Hi Goomboo, thanks so much for posting this epic thread. I am relatively new to all this, so please excuse my ignorance if my questions are a bit basic. I would really like to ask them though, as I am determined to never use a method which I do not fully understand.
Firstly, the exponential moving averages; the values are 10 and 25. But 10 and 25 what? Is it, as I suspect, 'ticks' which to my understanding is the time period which you select - in this case hours?
Secondly, you mentioned in your original post about checking for liquidity. I understand that this means that you want to make sure there is enough capability of movement in the market such that you don't end up posting a buy or sell order which takes a large amount of time to be accepted, exposing you to the risk of market movement against you in the meantime. Could you please explain how you read the charts related to the website that you linked to in order to determine if there is sufficient liquidity to cover your moves?
I am in BTC more for the fun aspect and because I believe in the technology than to necessarily make a large profit; I have only invested a small amount which I can afford to lose. But I sincerely hope I can make a nice profit so I can give you a generous tip not only for your great advice, but also for your general ethos; one thing I have noted about this site is that people are almost jumping of the roof of the exchange / cracking champagne bottles just about every few minutes depending on the market. It's really refreshing to hear from someone with a level head and real world experience.

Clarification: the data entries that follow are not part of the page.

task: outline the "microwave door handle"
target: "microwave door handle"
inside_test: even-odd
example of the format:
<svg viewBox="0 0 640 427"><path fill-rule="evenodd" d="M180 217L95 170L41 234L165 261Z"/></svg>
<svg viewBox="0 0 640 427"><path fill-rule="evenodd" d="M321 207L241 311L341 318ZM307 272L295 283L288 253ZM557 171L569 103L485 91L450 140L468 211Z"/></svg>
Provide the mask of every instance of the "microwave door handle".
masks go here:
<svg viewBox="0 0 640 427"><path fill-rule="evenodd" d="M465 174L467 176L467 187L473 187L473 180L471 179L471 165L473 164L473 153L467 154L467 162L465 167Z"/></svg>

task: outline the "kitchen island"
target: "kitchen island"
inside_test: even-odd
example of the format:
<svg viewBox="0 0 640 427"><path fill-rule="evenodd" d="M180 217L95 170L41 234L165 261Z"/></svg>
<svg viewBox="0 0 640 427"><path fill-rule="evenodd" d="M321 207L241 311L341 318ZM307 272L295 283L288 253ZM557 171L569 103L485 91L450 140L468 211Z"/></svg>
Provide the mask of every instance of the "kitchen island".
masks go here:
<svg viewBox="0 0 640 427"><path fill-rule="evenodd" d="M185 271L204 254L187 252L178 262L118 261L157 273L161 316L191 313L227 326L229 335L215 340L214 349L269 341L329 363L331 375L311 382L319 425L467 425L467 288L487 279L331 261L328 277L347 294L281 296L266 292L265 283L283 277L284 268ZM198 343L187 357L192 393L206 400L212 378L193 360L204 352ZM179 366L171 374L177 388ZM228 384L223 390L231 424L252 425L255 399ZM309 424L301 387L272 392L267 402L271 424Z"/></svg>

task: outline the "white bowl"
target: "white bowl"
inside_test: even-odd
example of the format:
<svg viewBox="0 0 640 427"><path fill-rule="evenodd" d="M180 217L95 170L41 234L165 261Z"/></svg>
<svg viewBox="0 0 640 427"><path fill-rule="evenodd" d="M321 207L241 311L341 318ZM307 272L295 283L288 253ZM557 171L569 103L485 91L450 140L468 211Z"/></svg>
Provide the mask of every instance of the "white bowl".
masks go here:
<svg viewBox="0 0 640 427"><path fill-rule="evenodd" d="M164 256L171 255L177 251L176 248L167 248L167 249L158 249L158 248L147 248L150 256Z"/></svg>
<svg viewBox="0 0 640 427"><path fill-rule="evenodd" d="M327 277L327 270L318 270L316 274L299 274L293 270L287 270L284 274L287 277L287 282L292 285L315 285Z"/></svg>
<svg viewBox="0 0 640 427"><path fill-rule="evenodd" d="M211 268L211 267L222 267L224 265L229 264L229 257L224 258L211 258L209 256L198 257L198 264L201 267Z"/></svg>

Thank you very much for the compliments and I'm more than happy to answer your questions. We all were new to it at some point, so don't worry :p
1. The moving average number just says how many data points it is using to calculate the average - in our case closing price of candles (hours). The number 10 means that it is an average of the 10 past closes. It's an exponential average which means (skipping the math) that it gives a more "smooth" picture. For a comparison, I'd look at a simple moving average versus an exponential moving average of the same period, side-by-side and you'll get the "aha!" moment. The idea behind using a moving average is that it gives us a picture of the trend, or which way prices are tending to travel at that moment.
2. Liquidity is a fancy finance word that basically is about quantity
, not time. It's an electronic exchange, so when I click "buy", it should be executed pretty much immediately, so time is not really what I'm worried about. If you look at that website (http://bitcoin.clarkmoody.com/
) it shows you the amount of bitcoin you can buy or sell at certain prices. I'm worried about a concept called slippage, which I'll explain in the below example/picture.
Let's say I want to buy 1,000 BTC right now. For me to buy, there has to be someone willing to sell me these BTC - and I need to know what his price is. Since I'm trying to trade for a profit, the price I receive (the average price I pay per BTC), is important because after all my profit is just the difference in my entry / exit prices minus commissions. Below is a screenshot of the liquidity in the market and the current price at Mt. Gox. That price at Mt. Gox is fine if you are just curiously looking at BTC, but if you are actually trading them, you need to know what your trading price
will be. For example, to buy 1,000 BTC, you would end up paying an average of around $5.00 per BTC. This is called slippage - you see the price is $4.98, but your trade will actually cost of $5.00 per coin - you slipped!
Putting it in fancy finance words - liquidity helps prevent slippage.
I wish you the very best in your trading and I am very happy to see that you are doing the research and protecting your hard-earned money.